Усевшись на топчане по-турецки, потуже завязывала платок, засучивала рукава и отдавала команду – несите корпешки, я вам их выправлю…
У таких-то дочь замуж вышла очень удачно, в хорошую семью. В приданое дали то-то и то-то. А у такого-то сын стал большим начальником. А такой-то белую машину купил и повёз семью к төркінам жены, в гости…
Невестка таких-то родила двойню, мальчиков. У первого волосы на макушке закручены по ходу солнца, у второго в обратную сторону. А такой-то сделали операцию на глаза, и она теперь видит мир как дитя.
Вот…
А несите ещё корпешки…
***
Старший сын был ей неродной. Во время войны жена одного из её деверей получила на мужа похоронку. Осталась с маленьким сыном. Апай, тогда ещё молодая и бездетная, выпросила мальчика себе. Сказала абысынке – оставь его мне, тебе же легче будет, выйдешь ещё замуж, родишь других. Через много лет женщины встретились случайно на каком-то вокзале. Разрыдались, кинулись обниматься, наперебой расспрашивать – как ты, что ты, все ли здоровы? И обе опоздали на свои поезда за разговорами и слезами.
Один из её многочисленных внуков, от младшего сына, родился вроде обычным здоровым младенцем. И только когда стал подрастать, заметили - что-то с ним не так. Поздно пошёл, вовремя не заговорил, только мычал глухо. Врачей-дефектологов в ауле, разумеется, не было. Их и сейчас там не водится. А с годами и вовсе стало понятно, что мальчик умственно отсталый. Родственники, кто поавторитетнее, осторожно советовали сдать мальчика в специальное учреждение, но бабушка устроила всем грандиозную выволочку. Кричала надсадно:
- Как можно отдать своего ребёнка в казённый дом? Сердца у вас нет! Ему же там плохо будет, с чужими людьми! Изверги вы… Только попробуйте! Прокляну! Пока я жива, этому не бывать!
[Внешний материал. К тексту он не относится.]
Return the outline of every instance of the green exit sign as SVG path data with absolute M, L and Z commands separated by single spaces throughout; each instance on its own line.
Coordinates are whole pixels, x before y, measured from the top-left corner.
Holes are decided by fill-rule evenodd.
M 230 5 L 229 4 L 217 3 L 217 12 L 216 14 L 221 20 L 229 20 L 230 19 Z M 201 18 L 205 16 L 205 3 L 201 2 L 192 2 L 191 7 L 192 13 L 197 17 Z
Как сказала, так и получилось. Через год после её смерти, справив поминки, дядя с женой отвезли сына в область, в нестерпимо печальное место, где унылые коридоры, много железных ржавых кроватей и пахнет горем.
Первое время они ещё приезжали к нему. Познакомились там с русской пожилой нянечкой. Одаривали её чем могли и оставляли гостинцы для мальчика. Чтобы подкармливала его понемногу, поштучно. Мальчик приходил к нянечке на кухню, провонявшую кислой капустой, она вручала ему пряник или карамельку, и он кланялся, прикладывая руку к груди… Родители приезжали всё реже и реже. Говорить он так и не научился. А через несколько лет умер.
Давно вытерлись и выгорели апашкины корпешки. Уже не у кого даже спросить: а как её звали-то? Было же у неё имя?
Иногда где-нибудь на вокзале вижу похожих на неё бодрых, сухоньких бабулек. Платок, мәсi, вытянутые мочки ушей, в загорелых руках сумка, рядом, крепко вцепившись в подол, семенит головастый внук. Боится отстать от бабушки, спешащей к вагону. Убыстряю шаг, чтобы заглянуть ей в лицо.
Амансыз ба, апай? К кому едете, апай?
Примечание. Родова (арх., диал.) – родня.
Фото: playcast.ru.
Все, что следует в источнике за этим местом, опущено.